The only open question was the relationship between UID and the sector encryption key. I borrowed many cards from my classmates and collected raw data as follows:
UID Sector 7 KeyA
1E 83 47 1B .. 1F B5 04 72
0E 36 62 1B .. 0F 00 21 72
FE 00 51 1B .. FF 36 12 72
4E 9B 67 1B .. 4F AD 24 72
EE 91 44 1B .. EF A7 07 72
FE 4E 9C C9 .. FF 78 DF A0
3E DB 55 E6 .. 3F ED 16 8F
0C C9 56 D5 .. 0D FF 15 BC
Similar to the card balance checksum, I discovered that the KeyA was calculated from the UID in two-byte units with initial CGP = 0x01364369. At this point, the water card no longer had any secret.
Roughly one year has passed. The university removed all those boiler systems, and students returned their water cards. New boilers taking student ID cards as payment methods were installed. According to rumors, these new boilers were superior in all aspects: they were safer and cheaper. The only problem was that:
They were only installed on the first floor.

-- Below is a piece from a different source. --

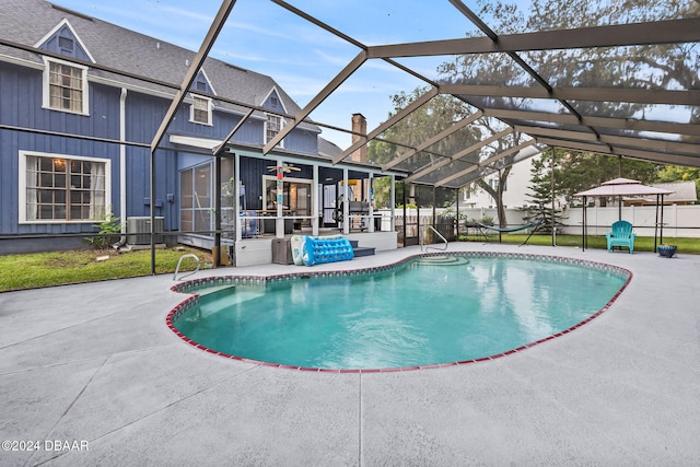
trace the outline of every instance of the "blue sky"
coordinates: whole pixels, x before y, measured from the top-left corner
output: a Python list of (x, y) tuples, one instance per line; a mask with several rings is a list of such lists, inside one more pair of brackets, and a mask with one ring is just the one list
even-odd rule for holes
[[(215, 16), (219, 0), (54, 0), (71, 10), (197, 50)], [(464, 37), (474, 26), (447, 1), (291, 0), (331, 27), (365, 44)], [(471, 2), (468, 2), (471, 3)], [(272, 77), (300, 105), (306, 105), (360, 51), (355, 46), (264, 0), (237, 0), (211, 55)], [(450, 57), (397, 60), (436, 78)], [(370, 60), (326, 100), (311, 118), (350, 129), (362, 113), (372, 130), (392, 110), (390, 95), (422, 82), (383, 61)], [(324, 129), (341, 148), (350, 137)]]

I lived on the seventh floor. There was no elevator.
Fuck you.
FUCK YOU.
(end)
-
The student ID of my university can be cracked with the same tools. The ID runs on a semi-online model: the card stores information about both your identification and your account transactions. Therefore, if you copy the card, never attempt any financial activity. On the contrary, scenarios where only your identification information was used, like access control, are pretty safe.
-
New students after 2015 are getting upgraded student ID cards. Those cards are "UltraSecure" branded security-enhanced cards, a.k.a. "hardened Mifare Classic 1K cards" in the technical community. Such cards could not be cracked with ordinary mfoc utility. Please search "hardnest attack" for cracking solutions. A clean Linux installation without mfoc and libnfc is advised if you want to try.
-
The employee cards in our affiliated teaching hospital run on a completely opposite model from the water cards - they are purely online. They only store identification tokens, and other sections of the cards are blank. They don't even have encryption. Therefore, all operations, including access control and dining hall transactions, rely on a network connection. Nothing is ever written to the card throughout its lifetime.
For example, my department director has 1,000 bucks on his card. I copied his card and returned him the original. When I swipe my copied card at the register, it says the balance is 1,000 bucks. If the director ordered a deluxe pork ramen at the dining hall and paid 20, and I swipe my copied card again, it would tell me the balance is 980. The card readers will never find out the difference between a real one and a fake one. But my director will, as both cards are linked to his account.